I used to be addicted to Twitter before it was cool to be addicted to Twitter. Back when all you got was 140 characters, and I’d find myself composing tweets about my IRL experiences and find that I was basically thinking in tweet-sized chunks.

I’ve since switched most of my attention to the Fediverse (join me?) but there’s something insidious about Twitter that pulls you back in. At least turning off the algorithmic timeline (something you have to keep doing) dials down the rage a little bit… Circle of chairs with Twitter logos

I know I’m an addict because Twitter hacked itself so deep into my circuitry that it interrupted the very formation of my thoughts. Twenty years of journalism taught me to hit a word count almost without checking the numbers at the bottom of the screen.

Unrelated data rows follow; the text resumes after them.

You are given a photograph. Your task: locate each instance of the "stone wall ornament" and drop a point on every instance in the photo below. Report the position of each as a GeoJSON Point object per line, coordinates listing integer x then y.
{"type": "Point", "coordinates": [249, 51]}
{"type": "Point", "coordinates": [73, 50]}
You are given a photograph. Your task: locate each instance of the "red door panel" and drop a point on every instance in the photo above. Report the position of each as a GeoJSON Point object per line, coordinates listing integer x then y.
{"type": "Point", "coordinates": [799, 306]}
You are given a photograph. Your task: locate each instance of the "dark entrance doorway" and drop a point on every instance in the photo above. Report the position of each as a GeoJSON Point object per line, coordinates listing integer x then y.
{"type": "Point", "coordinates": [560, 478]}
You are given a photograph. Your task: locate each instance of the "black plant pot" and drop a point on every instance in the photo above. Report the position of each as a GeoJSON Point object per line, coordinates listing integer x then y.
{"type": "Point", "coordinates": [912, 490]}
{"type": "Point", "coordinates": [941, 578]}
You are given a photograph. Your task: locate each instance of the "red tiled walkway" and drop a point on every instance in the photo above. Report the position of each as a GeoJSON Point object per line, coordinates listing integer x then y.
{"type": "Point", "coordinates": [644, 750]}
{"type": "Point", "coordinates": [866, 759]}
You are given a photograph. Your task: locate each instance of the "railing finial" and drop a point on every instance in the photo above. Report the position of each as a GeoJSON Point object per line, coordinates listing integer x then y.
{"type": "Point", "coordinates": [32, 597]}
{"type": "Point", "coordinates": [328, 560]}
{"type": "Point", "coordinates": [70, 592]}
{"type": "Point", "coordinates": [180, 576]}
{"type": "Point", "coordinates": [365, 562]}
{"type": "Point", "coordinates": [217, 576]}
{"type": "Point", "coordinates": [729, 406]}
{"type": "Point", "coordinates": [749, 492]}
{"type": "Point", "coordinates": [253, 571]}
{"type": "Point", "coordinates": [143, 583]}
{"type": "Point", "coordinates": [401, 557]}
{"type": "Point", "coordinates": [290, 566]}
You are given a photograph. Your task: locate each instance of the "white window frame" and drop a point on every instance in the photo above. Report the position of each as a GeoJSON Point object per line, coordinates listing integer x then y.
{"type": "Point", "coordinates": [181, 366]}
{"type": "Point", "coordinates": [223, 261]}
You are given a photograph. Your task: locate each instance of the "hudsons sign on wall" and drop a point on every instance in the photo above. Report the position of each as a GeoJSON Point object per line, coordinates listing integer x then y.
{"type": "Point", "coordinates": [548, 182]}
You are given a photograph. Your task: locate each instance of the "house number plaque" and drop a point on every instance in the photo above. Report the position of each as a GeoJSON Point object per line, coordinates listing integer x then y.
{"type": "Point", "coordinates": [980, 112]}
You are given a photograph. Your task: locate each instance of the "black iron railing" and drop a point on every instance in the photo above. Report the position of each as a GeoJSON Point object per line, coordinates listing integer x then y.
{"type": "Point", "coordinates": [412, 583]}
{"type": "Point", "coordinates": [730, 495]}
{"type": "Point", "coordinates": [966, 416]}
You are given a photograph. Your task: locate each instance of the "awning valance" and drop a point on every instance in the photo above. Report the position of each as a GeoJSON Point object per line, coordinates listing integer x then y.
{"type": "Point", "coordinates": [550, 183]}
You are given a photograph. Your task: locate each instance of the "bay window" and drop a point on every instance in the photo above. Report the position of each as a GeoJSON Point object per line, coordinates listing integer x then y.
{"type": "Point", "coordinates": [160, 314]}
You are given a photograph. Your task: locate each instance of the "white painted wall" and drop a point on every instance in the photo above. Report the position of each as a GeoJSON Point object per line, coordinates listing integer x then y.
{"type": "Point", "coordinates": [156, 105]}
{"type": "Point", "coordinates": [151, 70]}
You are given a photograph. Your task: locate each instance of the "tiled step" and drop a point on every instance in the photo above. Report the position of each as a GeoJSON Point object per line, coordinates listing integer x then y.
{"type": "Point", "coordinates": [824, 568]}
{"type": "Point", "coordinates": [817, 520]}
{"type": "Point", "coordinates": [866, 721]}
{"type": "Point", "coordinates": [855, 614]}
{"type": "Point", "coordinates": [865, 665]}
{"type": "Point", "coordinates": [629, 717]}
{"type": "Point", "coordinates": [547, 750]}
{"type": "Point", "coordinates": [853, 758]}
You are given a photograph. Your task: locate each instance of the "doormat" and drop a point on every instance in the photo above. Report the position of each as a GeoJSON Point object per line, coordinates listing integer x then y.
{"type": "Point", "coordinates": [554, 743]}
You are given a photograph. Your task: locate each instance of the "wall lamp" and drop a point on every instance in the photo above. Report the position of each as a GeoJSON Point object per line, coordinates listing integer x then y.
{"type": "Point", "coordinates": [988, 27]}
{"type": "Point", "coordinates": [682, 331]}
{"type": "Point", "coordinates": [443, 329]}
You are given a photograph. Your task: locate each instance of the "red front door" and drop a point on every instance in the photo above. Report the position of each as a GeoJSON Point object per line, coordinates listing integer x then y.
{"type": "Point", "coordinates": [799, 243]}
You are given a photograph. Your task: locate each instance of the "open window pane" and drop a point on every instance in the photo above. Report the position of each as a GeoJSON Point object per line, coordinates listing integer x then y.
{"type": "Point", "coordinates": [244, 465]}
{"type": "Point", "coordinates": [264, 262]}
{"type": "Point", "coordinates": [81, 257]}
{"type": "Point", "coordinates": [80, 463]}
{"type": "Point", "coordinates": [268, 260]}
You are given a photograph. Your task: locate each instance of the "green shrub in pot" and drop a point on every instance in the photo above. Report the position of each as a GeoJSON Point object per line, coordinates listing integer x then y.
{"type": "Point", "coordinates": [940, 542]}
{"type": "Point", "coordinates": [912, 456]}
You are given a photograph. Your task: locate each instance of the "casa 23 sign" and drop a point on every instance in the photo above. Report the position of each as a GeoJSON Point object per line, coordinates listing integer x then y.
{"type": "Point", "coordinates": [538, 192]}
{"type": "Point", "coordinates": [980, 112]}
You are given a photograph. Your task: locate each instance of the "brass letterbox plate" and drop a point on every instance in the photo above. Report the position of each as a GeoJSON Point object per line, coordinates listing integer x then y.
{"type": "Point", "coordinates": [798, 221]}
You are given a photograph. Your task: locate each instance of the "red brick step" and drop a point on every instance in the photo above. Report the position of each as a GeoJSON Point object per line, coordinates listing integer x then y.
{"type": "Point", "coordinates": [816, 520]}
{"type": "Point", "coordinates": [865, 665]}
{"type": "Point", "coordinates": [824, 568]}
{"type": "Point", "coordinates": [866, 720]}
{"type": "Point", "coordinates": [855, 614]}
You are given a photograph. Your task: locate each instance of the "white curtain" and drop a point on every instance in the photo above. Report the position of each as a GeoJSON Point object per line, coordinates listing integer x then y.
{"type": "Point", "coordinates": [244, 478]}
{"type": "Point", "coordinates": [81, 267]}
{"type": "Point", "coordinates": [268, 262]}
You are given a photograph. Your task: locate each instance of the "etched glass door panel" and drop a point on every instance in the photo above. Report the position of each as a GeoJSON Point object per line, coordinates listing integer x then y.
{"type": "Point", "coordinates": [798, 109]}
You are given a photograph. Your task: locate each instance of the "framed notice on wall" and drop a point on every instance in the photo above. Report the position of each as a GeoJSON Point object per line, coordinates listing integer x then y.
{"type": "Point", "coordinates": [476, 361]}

But now a corporation that operates against my best interests has me thinking in 280 characters. Every thought, every experience, seems to be reducible to this haiku, and my mind is instantly engaged by the challenge of concision. Once the line is formed, why not put it out there? Twitter is a red light, blinking, blinking, blinking, destroying my ability for private thought, sucking up all my talent and wit. Put it out there, post it, see how it does. What pours out is an ungodly sluice of high-minded opinions, sharp rebukes, jokes, transactional compliments, and mundane bulletins from my private life (to the extent that I have one anymore).